Well, Robert went away, wrote some more and came back to me. And it was still wrong. Robert was stuck in the same place the Canadian bureaucrats were stuck in. He was in his head. It was all about logic, process and facts. It had very little to do with real life and how real life works. “Stupid” had crept into his major gifts process. OK, not stupid – let’s call it fog or lack of clarity. He had lost his way.
What our Canadian friends in the Revenue Agency don’t understand is that life is messy and hardly logical – that life is cruel, and there are thousands of ways people oppress others through the systems they create. So they create rules and regulations that do not represent life as it really is. And that is what some MGOs do as well. They create offers and communications that do not represent life as it really is.
Jeff and I see this happening far too often, which is why I am writing about this.
Over the years I have trained myself to focus on the need. Why? Because the right focus on the need drives everything you do in major gift fundraising. It drives:
- A clear understanding of what the problem is, in human and emotional terms. Don’t forget, the whole point of a non-profit is to solve problems – all kinds of problems. When you focus on the need, you gain a very clear view of what you are trying to do.

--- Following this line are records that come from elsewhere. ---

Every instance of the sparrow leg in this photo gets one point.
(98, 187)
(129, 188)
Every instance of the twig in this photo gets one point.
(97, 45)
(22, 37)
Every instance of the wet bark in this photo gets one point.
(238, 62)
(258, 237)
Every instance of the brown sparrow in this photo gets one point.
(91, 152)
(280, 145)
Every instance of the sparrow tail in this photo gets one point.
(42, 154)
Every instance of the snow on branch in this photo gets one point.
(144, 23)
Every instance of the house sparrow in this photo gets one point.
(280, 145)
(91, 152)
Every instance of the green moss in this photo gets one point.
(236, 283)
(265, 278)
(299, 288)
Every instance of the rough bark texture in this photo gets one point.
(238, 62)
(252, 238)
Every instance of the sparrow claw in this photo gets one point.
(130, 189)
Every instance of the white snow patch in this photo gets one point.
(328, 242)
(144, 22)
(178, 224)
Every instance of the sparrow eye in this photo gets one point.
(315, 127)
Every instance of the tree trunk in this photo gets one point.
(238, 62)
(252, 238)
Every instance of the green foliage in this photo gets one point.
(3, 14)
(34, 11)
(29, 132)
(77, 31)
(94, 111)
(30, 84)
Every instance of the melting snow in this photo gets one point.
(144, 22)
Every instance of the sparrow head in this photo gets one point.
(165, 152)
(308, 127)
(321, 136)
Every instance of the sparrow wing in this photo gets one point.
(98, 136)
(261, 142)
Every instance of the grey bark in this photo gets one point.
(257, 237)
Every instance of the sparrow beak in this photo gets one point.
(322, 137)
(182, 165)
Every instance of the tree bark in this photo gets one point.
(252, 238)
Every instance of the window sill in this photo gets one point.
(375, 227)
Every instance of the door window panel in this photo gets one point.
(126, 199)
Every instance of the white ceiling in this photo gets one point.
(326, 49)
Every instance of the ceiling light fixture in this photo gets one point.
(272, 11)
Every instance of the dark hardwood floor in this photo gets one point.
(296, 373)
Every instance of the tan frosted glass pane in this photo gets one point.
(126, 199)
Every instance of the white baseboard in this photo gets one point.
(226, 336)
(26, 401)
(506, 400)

- You need to remember what the Big Idea is. It is amazing to me how quickly we forget the main point of our work. Here is what I mean. When I ask a MGO, a Development Director or any fundraiser what their job is, they usually say something like: “my job is to raise money.” Or it might be: “my job is to manage the fundraising, communication and marketing agenda of our organization.” I very rarely hear that the person’s main job is to solve a problem or address a need. So your proper focus on the need reminds you what the main point is.

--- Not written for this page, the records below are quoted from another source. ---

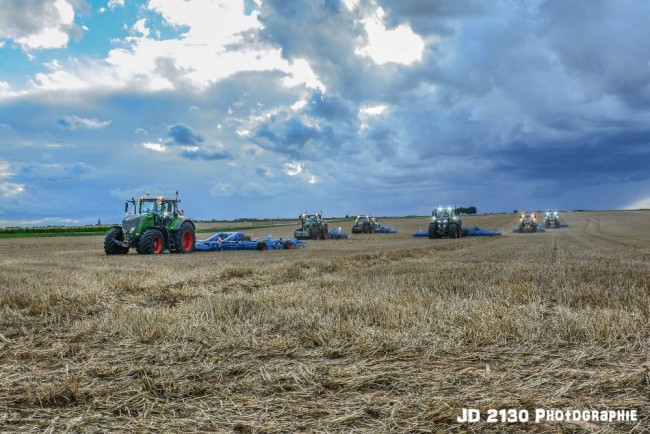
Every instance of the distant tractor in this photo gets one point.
(552, 220)
(155, 225)
(312, 227)
(364, 224)
(445, 223)
(527, 222)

- A proper balance of head and heart. A fix on the need keeps your heart engaged, and that is very important. Too many of us stay solely in our heads, with all the logic, planning, to do lists, numbers, etc. And our hearts are cold. I know from experience that a cold heart in fundraising is a major block to success. The way you keep your heart warm is to feel the need all the time. It keeps you balanced, focused and properly aligned.
So I recommend that every time you think about a specific ask, proposal or case that you first zero in on the need. Take the following steps:
- Describe the need. Do not get into solutions. Simply write down the answer to the question “what is the need?” I find that just this exercise alone can be difficult. In fact, in every session or training I have done on this subject, it is extremely difficult for the person to describe the need without getting into the solution to the need. Try it. Just describe the need.
- Make sure you describe it in emotional and human terms. Take a look at what you have written in your description of the need. Did you use a lot of head language like “this situation is part of a social trend in this area…” – language that really does not connect to the need? This is head language. It is needed, but not in the quantity you tend to use. What does it FEEL like, as a human being, to be in this situation? What are you experiencing because you are in this situation? This is what you should see in your description. Make the need human.
Describing the need, as you should, is a very difficult thing to do. More difficult than you think. This is because it is so painful and disturbing – as it should be. Let yourself go into the need, the pain, the hurt. It will be good for you personally and professionally. And it will assure that you do not lose your way as our Canadian tax friends have.